Lord of Light by Roger Zelazny. Chapter 3

There! He was seated upon a rock in the middle of a field, the moonlight falling full upon him.

Yama drew his blade and advanced.

When he was about twenty paces away, the other turned his head.

“Greetings, oh Death,” he said.

“Greetings, Tathagatha.”

“Tell me why you are here.”

“It has been decided that the Buddha must die.”

“That does not answer my question, however. Why have you come here?”

“Are you not the Buddha?”

“I have been called Buddha, and Tathagatha, and the Enlightened One, and many other things. But, in answer to your question, no, I am not the Buddha. You have already succeeded in what you set out to do. You slew the real Buddha this day.”

“My memory must indeed be growing weak, for I confess that I do not remember doing this thing.”

“The real Buddha was named by us Sugata,” replied the other. “Before that, he was known as Rild.”

“Rild!” Yama chuckled. “You are trying to tell me that he was more than an executioner whom you talked out of doing his job?”

“Many people are executioners who have been talked out of doing their jobs,” replied the one on the rock. “Rild gave up his mission willingly and became a follower of the Way. He was the only man I ever knew to really achieve enlightenment.”

“Is this not a pacifistic religion, this thing you have been spreading?”

“Yes.”

Yama threw back his head and laughed. “Gods! Then it is well you are not preaching a militant one! Your foremost disciple, enlightenment and all, near had my head this afternoon!”

A tired look came over the Buddha’s wide countenance. “Do you think he could actually have beaten you?”

Yama was silent a moment, then, “No,” he said.

“Do you think he knew this?”

“Perhaps,” Yama replied.

“Did you not know one another prior to this day’s meeting? Have you not seen one another at practice?”

“Yes,” said Yama. “We were acquainted.”

“Then he knew your skill and realized the outcome of the encounter.”

Yama was silent.

“He went willingly to his martyrdom, unknown to me at the time. I do not feel that he went with real hope of beating you.”

“Why, then?”

“To prove a point.”

“What point could he hope to prove in such a manner?”
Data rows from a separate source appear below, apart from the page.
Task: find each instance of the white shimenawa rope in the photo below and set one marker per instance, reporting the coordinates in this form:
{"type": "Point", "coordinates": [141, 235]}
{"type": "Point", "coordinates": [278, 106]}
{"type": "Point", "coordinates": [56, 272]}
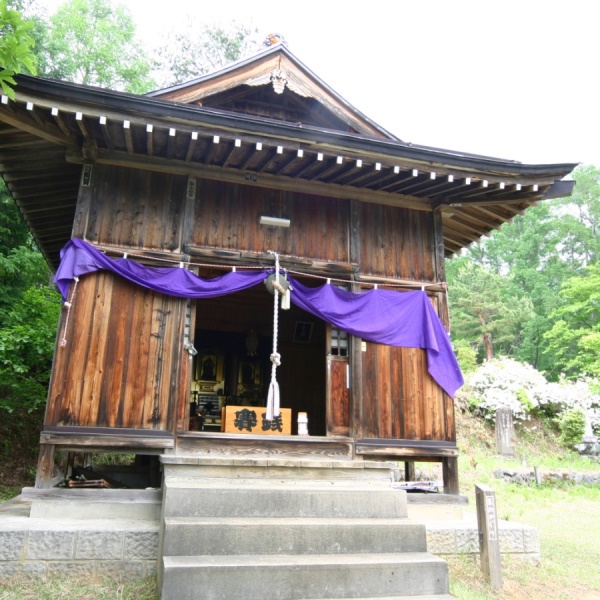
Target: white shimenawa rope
{"type": "Point", "coordinates": [273, 396]}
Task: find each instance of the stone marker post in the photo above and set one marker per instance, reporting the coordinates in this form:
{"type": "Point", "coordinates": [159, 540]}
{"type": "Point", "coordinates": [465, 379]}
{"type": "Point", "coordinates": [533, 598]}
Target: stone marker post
{"type": "Point", "coordinates": [504, 432]}
{"type": "Point", "coordinates": [489, 540]}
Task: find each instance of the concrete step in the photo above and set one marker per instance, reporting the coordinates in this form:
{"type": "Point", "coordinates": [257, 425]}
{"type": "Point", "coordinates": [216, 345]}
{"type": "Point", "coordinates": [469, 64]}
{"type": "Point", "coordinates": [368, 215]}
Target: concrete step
{"type": "Point", "coordinates": [199, 500]}
{"type": "Point", "coordinates": [273, 469]}
{"type": "Point", "coordinates": [191, 536]}
{"type": "Point", "coordinates": [426, 597]}
{"type": "Point", "coordinates": [319, 576]}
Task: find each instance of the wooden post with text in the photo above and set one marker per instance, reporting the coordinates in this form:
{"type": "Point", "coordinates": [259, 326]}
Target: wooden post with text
{"type": "Point", "coordinates": [489, 540]}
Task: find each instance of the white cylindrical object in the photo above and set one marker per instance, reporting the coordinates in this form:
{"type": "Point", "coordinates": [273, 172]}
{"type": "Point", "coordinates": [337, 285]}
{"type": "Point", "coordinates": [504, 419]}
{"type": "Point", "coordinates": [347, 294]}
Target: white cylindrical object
{"type": "Point", "coordinates": [302, 424]}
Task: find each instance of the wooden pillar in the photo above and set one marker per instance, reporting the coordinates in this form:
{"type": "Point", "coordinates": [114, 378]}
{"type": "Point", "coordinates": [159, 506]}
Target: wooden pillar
{"type": "Point", "coordinates": [450, 474]}
{"type": "Point", "coordinates": [43, 478]}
“I do not know. I only know that it must be as I have said, for I knew him. I have listened too often to his sermons, to his subtle parables, to believe that he would do a thing such as this without a purpose. You have slain the true Buddha, deathgod. You know what I am.”
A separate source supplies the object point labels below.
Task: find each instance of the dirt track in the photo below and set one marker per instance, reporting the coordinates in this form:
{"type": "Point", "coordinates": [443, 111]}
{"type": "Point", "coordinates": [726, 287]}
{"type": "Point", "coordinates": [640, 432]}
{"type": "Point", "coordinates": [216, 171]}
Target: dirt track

“Siddhartha,” said Yama, “I know that you are a fraud. I know that you are not an Enlightened One. I realize that your doctrine is a thing which could have been remembered by any among the First. You chose to resurrect it, pretending to be its originator. You decided to spread it, in hopes of raising an opposition to the religion by which the true gods rule. I admire the effort. It was cleverly planned and executed. But your biggest mistake, I feel, is that you picked a pacifistic creed with which to oppose an active one. I am curious why you did this thing, when there were so many more appropriate religions from which to choose.”

“Perhaps I was just curious to see how such a countercurrent would flow,” replied the other.

“No, Sam, that is not it,” answered Yama. “I feel it is only part of a larger plan you have laid, and that for all these years — while you pretended to be a saint and preached sermons in which you did not truly believe yourself—you have been making other plans. An army, great in space, may offer opposition in a brief span of time. One man, brief in space, must spread his opposition across a period of many years if he is to have a chance of succeeding. You are aware of this, and now that you have sown the seeds of this stolen creed, you are planning to move on to another phase of opposition. You are trying to be a one-man antithesis to Heaven, opposing the will of the gods across the years, in many ways and from behind many masks. But it will end here and now, false Buddha.”